8. After the high spots were meticulously ground smooth, the housing appeared as if the cheesy disc brake brackets were never there.
9. This gauge is used to confirm the axles are not too long or too short.
10. First-timers beware; removing the bearing retainers requires an extraordinary amount of effort. Here the bearing retainers are undermined with a torch.
11. Next, the axle assembly is placed into a multi-ton hydraulic press and pressed off with an explosive reaction. Ever heard a bullet zing, that's what it's like.
12. Here, Brian Sheppard is handing the work order to make my new axle. Currie manufactures its axles from scratch in-house for new assemblies or to make a replacement part.
13. The axle is cut to length and its end is beveled. A new axle sells for $179.95.
14. The outside diameter of the axle is centerless ground on a vintage Landis machine to conform with what's needed for a 28-spline axle.
15. The axle splines are cut on a CNC Haas mill. The mill meets with resistance due to the axle's case-hardened surface.
16. After hot-tanked and checked thoroughly for alignment, the differential housing is placed into this rotisserie shot peen blaster and final cleaned with fine metallic beads.
17. When the shot-peening process is complete, the differential housing appears as if it were new steel. No further preparation for paint is needed after this stage.
18. The Ford Trac Lock was disassembled and cleaned. Next the clutch plates were checked and didn't need replacement. A new clutch pack costs around $70.
19. Labor to rebuild the Trac Lock is around $110. The final step is to adjust the Trac Lock to a specific torque setting to ensure no slippage will occur.
20. Currie manufactures and has new hardware custom made to its specs. The pinion shaft seal has the Currie logo where one would usually find Chicago Rawhide molded.
21. A setup kit with new carrier bearings ($136.95) is installed and the backlash is adjusted. All the way through this procedure the gears are spun to feel for bind.

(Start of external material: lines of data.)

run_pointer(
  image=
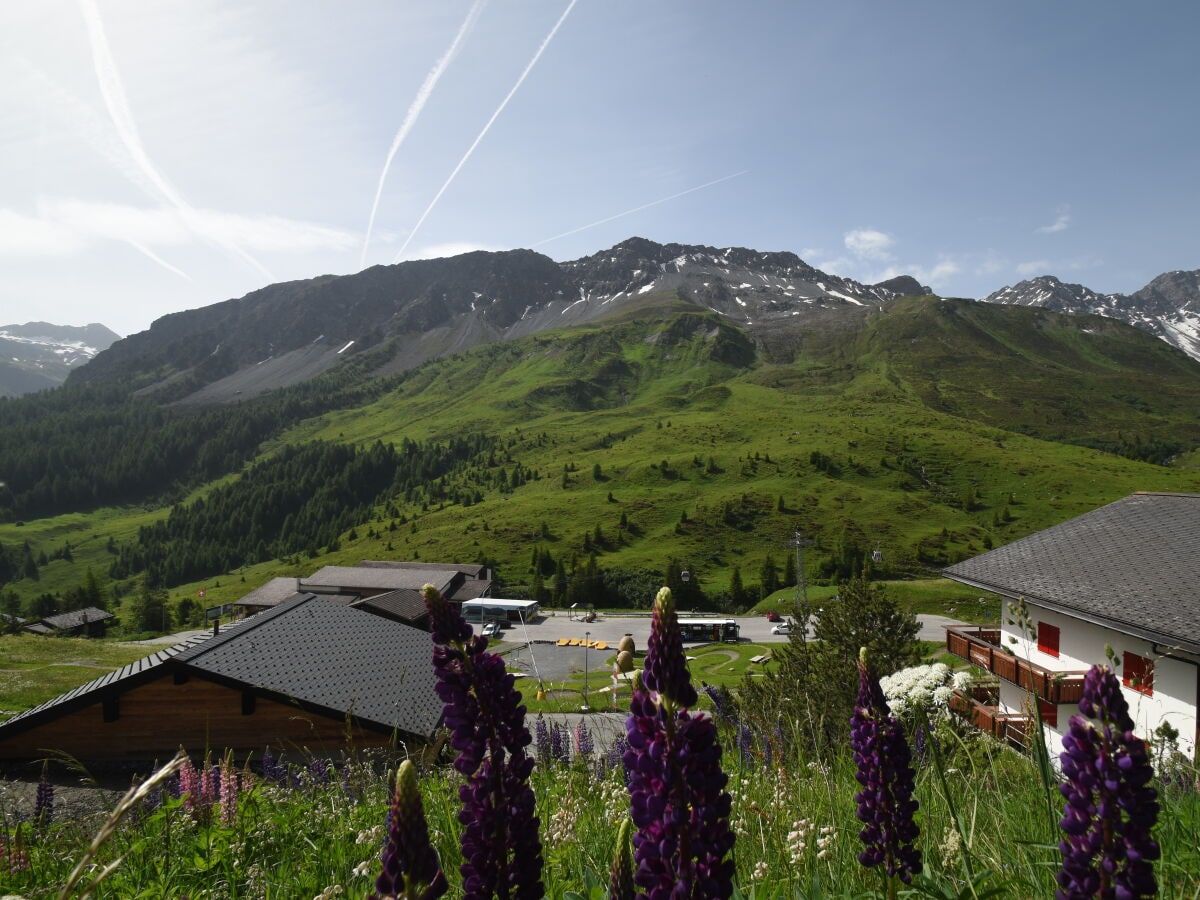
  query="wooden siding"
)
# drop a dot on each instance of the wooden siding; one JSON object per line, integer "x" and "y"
{"x": 983, "y": 648}
{"x": 155, "y": 719}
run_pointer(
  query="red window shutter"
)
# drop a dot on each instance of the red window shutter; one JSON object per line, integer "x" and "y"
{"x": 1048, "y": 712}
{"x": 1048, "y": 639}
{"x": 1138, "y": 673}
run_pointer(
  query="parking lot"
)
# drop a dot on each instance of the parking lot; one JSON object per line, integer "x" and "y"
{"x": 533, "y": 647}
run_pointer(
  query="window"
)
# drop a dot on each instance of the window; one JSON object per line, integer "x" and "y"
{"x": 1048, "y": 639}
{"x": 1048, "y": 712}
{"x": 1138, "y": 673}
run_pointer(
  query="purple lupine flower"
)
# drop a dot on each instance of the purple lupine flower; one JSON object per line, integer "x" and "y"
{"x": 43, "y": 803}
{"x": 409, "y": 867}
{"x": 321, "y": 772}
{"x": 885, "y": 804}
{"x": 541, "y": 741}
{"x": 189, "y": 784}
{"x": 745, "y": 743}
{"x": 921, "y": 742}
{"x": 583, "y": 744}
{"x": 228, "y": 793}
{"x": 678, "y": 801}
{"x": 1110, "y": 807}
{"x": 666, "y": 667}
{"x": 501, "y": 845}
{"x": 561, "y": 743}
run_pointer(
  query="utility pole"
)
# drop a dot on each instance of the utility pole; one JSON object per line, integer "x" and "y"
{"x": 802, "y": 583}
{"x": 587, "y": 643}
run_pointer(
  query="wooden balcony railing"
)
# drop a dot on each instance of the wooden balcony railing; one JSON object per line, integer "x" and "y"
{"x": 982, "y": 647}
{"x": 979, "y": 707}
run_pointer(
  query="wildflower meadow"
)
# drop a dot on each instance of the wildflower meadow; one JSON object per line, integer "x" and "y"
{"x": 687, "y": 802}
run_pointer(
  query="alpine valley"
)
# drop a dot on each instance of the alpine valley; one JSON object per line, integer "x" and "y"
{"x": 583, "y": 425}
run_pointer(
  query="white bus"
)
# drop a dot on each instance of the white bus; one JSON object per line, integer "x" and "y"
{"x": 491, "y": 609}
{"x": 709, "y": 630}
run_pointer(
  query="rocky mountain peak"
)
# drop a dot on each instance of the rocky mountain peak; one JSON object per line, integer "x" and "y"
{"x": 1168, "y": 307}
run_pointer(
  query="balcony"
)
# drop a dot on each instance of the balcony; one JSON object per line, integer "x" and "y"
{"x": 979, "y": 706}
{"x": 982, "y": 646}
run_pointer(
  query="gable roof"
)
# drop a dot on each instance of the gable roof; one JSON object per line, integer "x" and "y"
{"x": 319, "y": 654}
{"x": 1132, "y": 565}
{"x": 77, "y": 618}
{"x": 379, "y": 577}
{"x": 273, "y": 593}
{"x": 408, "y": 605}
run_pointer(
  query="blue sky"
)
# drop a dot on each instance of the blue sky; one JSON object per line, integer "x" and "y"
{"x": 162, "y": 156}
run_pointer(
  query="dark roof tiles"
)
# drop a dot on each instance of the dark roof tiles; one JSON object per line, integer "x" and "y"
{"x": 317, "y": 653}
{"x": 1133, "y": 565}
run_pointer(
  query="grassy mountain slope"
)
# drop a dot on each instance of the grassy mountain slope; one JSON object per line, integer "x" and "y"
{"x": 886, "y": 431}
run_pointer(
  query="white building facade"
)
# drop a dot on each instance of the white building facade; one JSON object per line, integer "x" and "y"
{"x": 1119, "y": 586}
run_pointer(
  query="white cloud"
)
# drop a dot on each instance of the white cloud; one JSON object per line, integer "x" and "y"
{"x": 64, "y": 226}
{"x": 23, "y": 235}
{"x": 869, "y": 244}
{"x": 1059, "y": 225}
{"x": 933, "y": 275}
{"x": 449, "y": 249}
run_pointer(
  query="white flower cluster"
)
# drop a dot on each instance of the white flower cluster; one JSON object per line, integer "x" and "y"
{"x": 927, "y": 688}
{"x": 798, "y": 839}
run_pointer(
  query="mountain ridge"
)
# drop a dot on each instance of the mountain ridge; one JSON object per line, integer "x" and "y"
{"x": 37, "y": 355}
{"x": 1168, "y": 306}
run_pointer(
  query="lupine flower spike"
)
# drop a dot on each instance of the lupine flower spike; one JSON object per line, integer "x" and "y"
{"x": 1110, "y": 808}
{"x": 411, "y": 869}
{"x": 501, "y": 846}
{"x": 885, "y": 771}
{"x": 678, "y": 801}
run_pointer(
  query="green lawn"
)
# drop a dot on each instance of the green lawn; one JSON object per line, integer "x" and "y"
{"x": 35, "y": 669}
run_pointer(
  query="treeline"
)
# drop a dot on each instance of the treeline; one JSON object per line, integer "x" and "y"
{"x": 87, "y": 445}
{"x": 297, "y": 502}
{"x": 571, "y": 580}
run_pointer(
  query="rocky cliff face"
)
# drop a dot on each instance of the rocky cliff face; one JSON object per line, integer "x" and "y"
{"x": 1168, "y": 307}
{"x": 292, "y": 330}
{"x": 37, "y": 354}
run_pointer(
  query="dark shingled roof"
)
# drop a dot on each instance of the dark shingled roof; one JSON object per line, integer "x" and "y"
{"x": 408, "y": 605}
{"x": 273, "y": 593}
{"x": 325, "y": 657}
{"x": 378, "y": 577}
{"x": 1132, "y": 565}
{"x": 77, "y": 618}
{"x": 331, "y": 658}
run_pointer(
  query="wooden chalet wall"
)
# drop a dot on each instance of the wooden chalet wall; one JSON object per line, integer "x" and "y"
{"x": 151, "y": 721}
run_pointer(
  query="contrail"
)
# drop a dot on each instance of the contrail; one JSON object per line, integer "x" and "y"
{"x": 489, "y": 125}
{"x": 639, "y": 209}
{"x": 113, "y": 94}
{"x": 150, "y": 255}
{"x": 414, "y": 111}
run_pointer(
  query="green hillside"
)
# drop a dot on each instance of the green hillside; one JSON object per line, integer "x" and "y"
{"x": 930, "y": 430}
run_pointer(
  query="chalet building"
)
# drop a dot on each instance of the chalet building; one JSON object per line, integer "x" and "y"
{"x": 1123, "y": 577}
{"x": 384, "y": 588}
{"x": 306, "y": 673}
{"x": 89, "y": 622}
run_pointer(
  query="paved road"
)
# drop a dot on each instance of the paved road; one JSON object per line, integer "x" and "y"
{"x": 755, "y": 629}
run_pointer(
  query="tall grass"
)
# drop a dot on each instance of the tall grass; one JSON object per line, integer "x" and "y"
{"x": 318, "y": 829}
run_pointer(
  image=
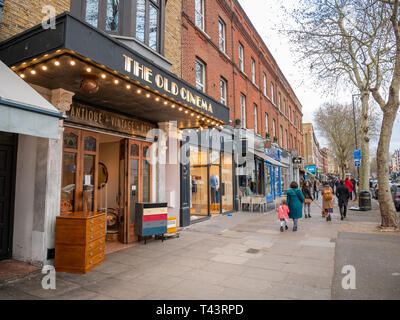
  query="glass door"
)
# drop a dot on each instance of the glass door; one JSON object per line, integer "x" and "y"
{"x": 79, "y": 171}
{"x": 139, "y": 180}
{"x": 215, "y": 189}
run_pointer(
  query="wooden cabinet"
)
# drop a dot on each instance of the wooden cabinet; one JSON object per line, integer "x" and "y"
{"x": 80, "y": 242}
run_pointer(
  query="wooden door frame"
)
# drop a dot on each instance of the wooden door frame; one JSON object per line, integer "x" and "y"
{"x": 131, "y": 236}
{"x": 80, "y": 153}
{"x": 14, "y": 144}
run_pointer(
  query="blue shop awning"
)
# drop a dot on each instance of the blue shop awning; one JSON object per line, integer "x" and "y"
{"x": 269, "y": 159}
{"x": 23, "y": 110}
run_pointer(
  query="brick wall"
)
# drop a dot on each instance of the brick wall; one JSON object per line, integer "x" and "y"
{"x": 205, "y": 46}
{"x": 173, "y": 35}
{"x": 24, "y": 14}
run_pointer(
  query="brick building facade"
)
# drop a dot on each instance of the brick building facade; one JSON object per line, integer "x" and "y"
{"x": 270, "y": 103}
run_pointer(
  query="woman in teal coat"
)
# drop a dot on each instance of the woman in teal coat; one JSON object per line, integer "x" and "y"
{"x": 295, "y": 201}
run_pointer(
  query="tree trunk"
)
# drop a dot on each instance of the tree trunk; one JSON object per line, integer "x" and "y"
{"x": 365, "y": 164}
{"x": 388, "y": 210}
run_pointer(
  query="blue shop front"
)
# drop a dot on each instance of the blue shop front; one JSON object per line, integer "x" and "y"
{"x": 276, "y": 174}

22. Currie uses Precision brand gears exclusively. These are Richmond gears. The white paste is gear-marking compound used to give an indication of tooth contact. Improper gear lash can result in the rearend “howling.”

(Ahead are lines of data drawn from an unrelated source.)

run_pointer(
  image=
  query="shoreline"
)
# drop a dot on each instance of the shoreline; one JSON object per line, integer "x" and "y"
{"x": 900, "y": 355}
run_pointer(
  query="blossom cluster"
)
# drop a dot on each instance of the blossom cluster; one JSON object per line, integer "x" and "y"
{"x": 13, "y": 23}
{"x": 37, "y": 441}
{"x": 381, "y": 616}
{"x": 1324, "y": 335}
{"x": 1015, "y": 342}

23. Absolutely no heavy lifting is performed by Currie technicians. From start to finish an overhead boom is used to gently and precisely lower components such as this third member into place.
24. For $495 Currie offers 11-inch Ford drum brakes that are new, except for remanufactured backing plates. The axles go into place and four bolts are tightened through an access hole on the axle flange.
25. New drums go on and the rearend is complete. Currie emphatically states to use a non-synthetic gear oil in its differentials such as Currie 9-Plus racing gear oil. For limited-slip add Currie 9-Plus posi-traction additive.